Whether or not these factors lead to more home sales will depend on "how mortgage rates impact affordability in the second half of the year," she said. The average 30-year fixed mortgage rate rose to 6.95% as of July 3, up from 6.86% a week earlier, according to the latest data from Freddie Mac.

Median list price per square feet rose 3.4% year over year last month while overall listing prices were unchanged at $445,000. New listings advanced by 6.3% and the share of active listings with price reductions increased 4.2 percentage points to 18.3% in June.

By region, inventory soared by nearly 49% year over year in the South and 37% in the West, with the Midwest and Northeast regions also logging double-digit gains. Compared with June 2023, list prices rose in all regions, except the South.

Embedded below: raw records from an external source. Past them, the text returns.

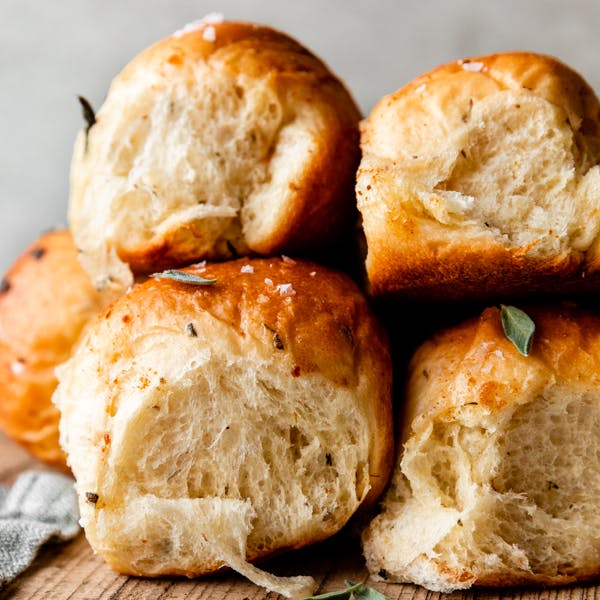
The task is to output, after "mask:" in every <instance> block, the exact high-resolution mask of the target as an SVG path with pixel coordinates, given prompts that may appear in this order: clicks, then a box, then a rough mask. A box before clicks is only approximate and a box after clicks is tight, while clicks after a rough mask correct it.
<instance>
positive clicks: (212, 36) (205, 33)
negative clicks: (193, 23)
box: [202, 25, 217, 42]
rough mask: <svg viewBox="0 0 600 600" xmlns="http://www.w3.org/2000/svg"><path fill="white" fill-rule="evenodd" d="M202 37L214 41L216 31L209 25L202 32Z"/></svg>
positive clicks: (205, 38)
mask: <svg viewBox="0 0 600 600" xmlns="http://www.w3.org/2000/svg"><path fill="white" fill-rule="evenodd" d="M202 38H203V39H205V40H206V41H207V42H214V41H215V40H216V39H217V32H216V31H215V28H214V27H213V26H212V25H210V26H208V27H207V28H206V29H205V30H204V31H203V32H202Z"/></svg>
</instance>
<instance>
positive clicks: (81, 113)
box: [77, 96, 96, 133]
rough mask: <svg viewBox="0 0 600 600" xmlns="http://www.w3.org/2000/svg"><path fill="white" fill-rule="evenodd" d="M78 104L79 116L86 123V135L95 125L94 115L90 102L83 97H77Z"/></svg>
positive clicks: (95, 122) (86, 98)
mask: <svg viewBox="0 0 600 600" xmlns="http://www.w3.org/2000/svg"><path fill="white" fill-rule="evenodd" d="M77 99H78V100H79V104H81V114H82V115H83V118H84V119H85V122H86V123H87V127H86V129H85V131H86V133H87V132H88V131H89V130H90V129H91V128H92V127H93V126H94V125H95V124H96V113H95V112H94V109H93V108H92V105H91V104H90V101H89V100H88V99H87V98H84V97H83V96H77Z"/></svg>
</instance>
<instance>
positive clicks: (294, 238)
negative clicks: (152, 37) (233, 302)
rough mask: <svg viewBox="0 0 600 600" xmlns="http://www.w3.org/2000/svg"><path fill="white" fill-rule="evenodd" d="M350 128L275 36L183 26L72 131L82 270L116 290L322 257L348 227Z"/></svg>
mask: <svg viewBox="0 0 600 600" xmlns="http://www.w3.org/2000/svg"><path fill="white" fill-rule="evenodd" d="M89 118H90V123H93V121H92V119H91V115H90V116H89ZM359 118H360V114H359V111H358V109H357V107H356V105H355V103H354V101H353V100H352V98H351V96H350V94H349V93H348V92H347V90H346V89H345V87H344V86H343V84H342V83H341V82H340V81H339V80H338V79H336V77H335V76H334V75H333V74H332V73H331V72H330V71H329V70H328V68H327V67H326V66H325V65H324V64H323V63H322V62H321V61H320V60H319V59H318V58H316V57H315V56H314V55H312V54H311V53H310V52H309V51H308V50H306V49H305V48H304V47H302V46H301V45H300V44H298V43H297V42H296V41H294V40H293V39H291V38H289V37H288V36H287V35H285V34H283V33H279V32H277V31H274V30H272V29H270V28H268V27H263V26H259V25H254V24H250V23H235V22H221V21H219V20H218V19H215V18H209V19H206V20H203V21H199V22H196V23H193V24H191V25H190V26H186V27H185V28H184V29H182V30H181V31H178V32H176V33H174V34H173V35H172V36H170V37H168V38H166V39H165V40H162V41H161V42H158V43H157V44H155V45H154V46H152V47H151V48H149V49H147V50H146V51H144V52H142V53H141V54H140V55H139V56H137V57H136V58H135V59H134V60H133V61H132V62H131V63H129V65H127V66H126V67H125V69H124V70H123V71H122V72H121V73H120V75H119V76H118V77H117V78H116V79H115V80H114V81H113V83H112V85H111V87H110V91H109V93H108V97H107V99H106V101H105V103H104V105H103V106H102V108H101V109H100V111H99V112H98V114H97V116H96V117H95V123H93V124H92V125H91V127H88V128H86V129H85V130H82V131H81V132H80V133H79V136H78V138H77V142H76V144H75V150H74V156H73V163H72V170H71V198H70V207H69V220H70V224H71V228H72V230H73V233H74V236H75V239H76V241H77V244H78V245H79V247H80V248H82V250H83V255H82V260H83V261H84V265H85V266H86V268H87V269H88V271H89V272H90V273H91V275H92V276H93V278H94V280H95V281H96V282H97V283H98V284H104V285H109V286H110V285H113V286H117V287H118V286H120V287H121V288H123V287H126V286H127V285H128V284H129V283H130V282H131V274H130V272H129V268H131V270H132V271H133V272H134V273H140V272H141V273H144V272H152V271H155V270H159V269H162V268H167V267H170V266H172V265H174V264H184V263H189V262H192V261H196V260H199V259H203V258H205V259H206V258H208V259H217V260H219V259H229V258H232V257H236V256H238V255H248V254H253V253H254V254H265V255H268V254H273V253H279V252H282V251H285V252H286V253H294V252H296V253H304V254H306V253H311V252H312V253H313V254H314V253H315V252H318V251H319V249H323V248H326V247H328V248H333V247H334V246H335V244H336V242H337V241H338V240H339V238H340V236H342V235H346V234H349V233H350V232H351V229H352V226H353V223H354V218H355V210H356V207H355V201H354V192H353V188H354V179H355V173H356V168H357V166H358V160H359V148H358V120H359ZM124 263H127V265H128V267H129V268H127V265H126V264H124Z"/></svg>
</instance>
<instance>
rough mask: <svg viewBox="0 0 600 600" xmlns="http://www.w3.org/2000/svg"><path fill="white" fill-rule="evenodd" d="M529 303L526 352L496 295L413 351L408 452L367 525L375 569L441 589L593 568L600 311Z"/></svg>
mask: <svg viewBox="0 0 600 600" xmlns="http://www.w3.org/2000/svg"><path fill="white" fill-rule="evenodd" d="M528 313H529V314H530V315H531V317H532V318H533V320H534V322H535V324H536V333H535V338H534V342H533V348H532V352H531V355H530V356H528V357H524V356H521V355H520V354H519V353H518V351H517V350H516V348H515V347H514V346H513V345H512V343H511V342H510V341H508V339H507V338H506V337H505V335H504V333H503V330H502V325H501V323H500V316H499V311H498V309H496V308H491V309H488V310H486V311H485V312H484V313H483V314H482V315H481V317H480V318H479V319H474V320H472V321H469V322H467V323H465V324H463V325H461V326H459V327H455V328H454V329H450V330H448V331H445V332H443V333H441V334H439V335H437V336H435V337H434V338H433V339H432V340H430V341H429V342H427V343H425V344H424V345H423V346H422V347H421V348H420V349H419V350H418V352H417V353H416V355H415V356H414V358H413V360H412V363H411V366H410V379H409V382H408V388H407V393H406V401H405V406H404V416H403V418H404V432H403V434H402V440H401V441H402V443H403V451H402V454H401V458H400V461H399V463H398V465H397V467H396V471H395V474H394V476H393V480H392V484H391V487H390V489H389V491H388V492H387V495H386V497H385V499H384V502H383V510H382V513H381V514H380V515H379V516H378V517H376V518H375V520H374V521H373V522H372V523H371V525H370V526H369V528H368V529H367V530H366V532H365V533H364V537H363V542H364V552H365V556H366V558H367V564H368V567H369V570H370V571H371V573H373V574H374V575H378V576H379V577H383V578H387V579H388V580H391V581H402V582H413V583H418V584H421V585H423V586H425V587H427V588H429V589H431V590H439V591H445V592H448V591H452V590H456V589H463V588H468V587H470V586H471V585H473V584H475V585H484V586H498V585H521V584H543V585H562V584H567V583H571V582H575V581H582V580H585V579H589V578H592V577H595V576H597V575H598V574H600V538H599V537H598V530H599V529H600V461H599V460H598V448H599V447H600V391H599V390H600V318H599V317H597V316H590V315H586V314H582V313H578V312H576V311H575V310H574V309H568V308H565V307H558V306H557V307H554V308H537V309H535V310H534V309H532V310H529V311H528Z"/></svg>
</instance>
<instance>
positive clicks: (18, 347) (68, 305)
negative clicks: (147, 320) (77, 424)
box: [0, 231, 100, 468]
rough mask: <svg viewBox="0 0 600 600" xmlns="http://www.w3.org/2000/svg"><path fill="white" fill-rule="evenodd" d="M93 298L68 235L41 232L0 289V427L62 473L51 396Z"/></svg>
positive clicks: (92, 290) (3, 279)
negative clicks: (65, 361) (51, 400)
mask: <svg viewBox="0 0 600 600" xmlns="http://www.w3.org/2000/svg"><path fill="white" fill-rule="evenodd" d="M99 311H100V298H99V295H98V293H97V292H96V291H95V290H94V288H93V287H92V284H91V283H90V281H89V278H88V277H87V275H86V273H85V272H84V270H83V269H82V268H81V266H80V264H79V262H78V261H77V251H76V249H75V246H74V244H73V240H72V238H71V235H70V234H69V233H68V232H67V231H53V232H50V233H45V234H43V235H42V236H41V237H40V238H39V239H38V240H37V241H36V242H35V243H34V244H32V245H31V246H30V247H29V248H27V250H25V252H24V253H23V254H22V255H21V256H20V257H19V258H18V259H17V260H16V262H15V263H14V265H13V266H12V267H11V268H10V269H9V271H8V273H7V274H6V275H5V277H4V279H2V282H1V284H0V428H2V429H3V430H4V432H5V433H6V434H7V435H9V436H10V437H11V438H13V439H14V440H16V441H17V442H19V443H20V444H21V445H23V446H24V447H25V448H26V449H27V450H29V451H30V452H31V453H32V454H34V455H35V456H37V457H38V458H40V459H41V460H43V461H46V462H48V463H51V464H53V465H55V466H59V467H63V468H66V464H65V455H64V453H63V451H62V449H61V448H60V446H59V443H58V411H57V410H56V407H55V406H54V405H53V404H52V401H51V397H52V393H53V392H54V388H55V387H56V384H57V381H56V377H55V375H54V368H55V367H56V365H59V364H60V363H62V362H64V361H65V360H66V359H67V358H68V357H69V355H70V353H71V349H72V347H73V345H74V344H75V342H76V341H77V339H78V337H79V335H80V333H81V331H82V329H83V327H84V325H85V324H86V323H87V321H88V320H89V319H90V318H91V317H92V315H94V314H95V313H97V312H99Z"/></svg>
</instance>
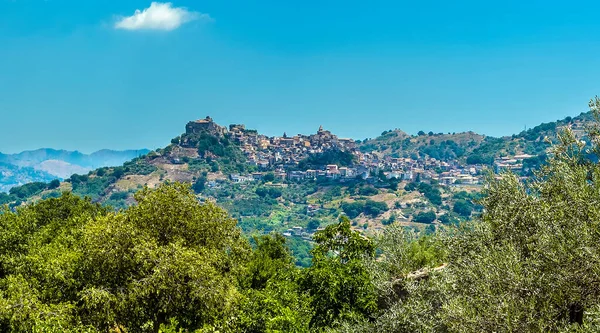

Pending home sales in the US unexpectedly declined sequentially in May as demand cooled, data from the National Association of Realtors showed at the end of June. Annually, the forward-looking indicator of home sales based on contract signing dropped a more-than-expected 6.6%, the association's report showed at the time.

Wedbush Securities remains cautious on homebuilders heading into the quarterly earnings season, which DR Horton (DHI) will kick off for the group on July 18, the brokerage wrote in a Tuesday note. Wedbush said it will be looking for signs that move-up and luxury demand momentum, which has outperformed its expectations this year, can maintain resilience in the coming two to three quarters.